In some organs, such as the liver as discussed above, the percentage of NKT cells is greater than in peripheral blood. Examination of human peritoneal samples confirmed such findings (89). Analysis revealed up to 15% of NKT cells in the peritoneum depending on the NKT cell subtypes (10% iNKT, 15% with CD1d expression) compared to ~1% in peripheral blood. Compared to healthy controls with normal BMI, the peritoneal iNKT cell number was significantly lower in morbidly obese subjects (p=0.005) and in subjects with colorectal cancer (p=0.004) (89).

Numerous studies suggest that obesity, metabolic disorders, and cancer are accompanied by adverse changes in NK and NKT cell populations, which are manifested primarily by a decrease in cell number and activity. The mechanisms responsible for these adverse immunologic changes are not yet understood.

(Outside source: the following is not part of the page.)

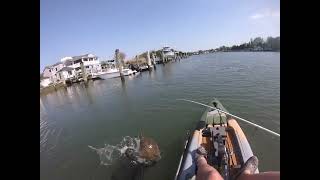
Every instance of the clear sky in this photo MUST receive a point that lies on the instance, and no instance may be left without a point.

The most important molecular mechanisms underlying the development and progression of cancer in patients with DM include oxidative stresses, generation of reactive oxygen species and nitric oxide with subsequent damage to cell membranes and DNA, overproduction of lactate byproducts, and pathological overexpression of certain enzymes. Additionally, derangements in the insulin-receptor signal transduction pathways and an impaired immune system may contribute to oncogenesis. Obesity and metabolic disorders contribute to a chronic inflammatory state, dysfunctional humoral and cellular immune responses, and decreased number and activity levels of NK and NKT cell populations. Additionally, studies have demonstrated an association between abnormal glucose metabolism and increased incidence of multiple malignancies, including colorectal, pancreatic, liver, breast, endometrial and prostate cancers.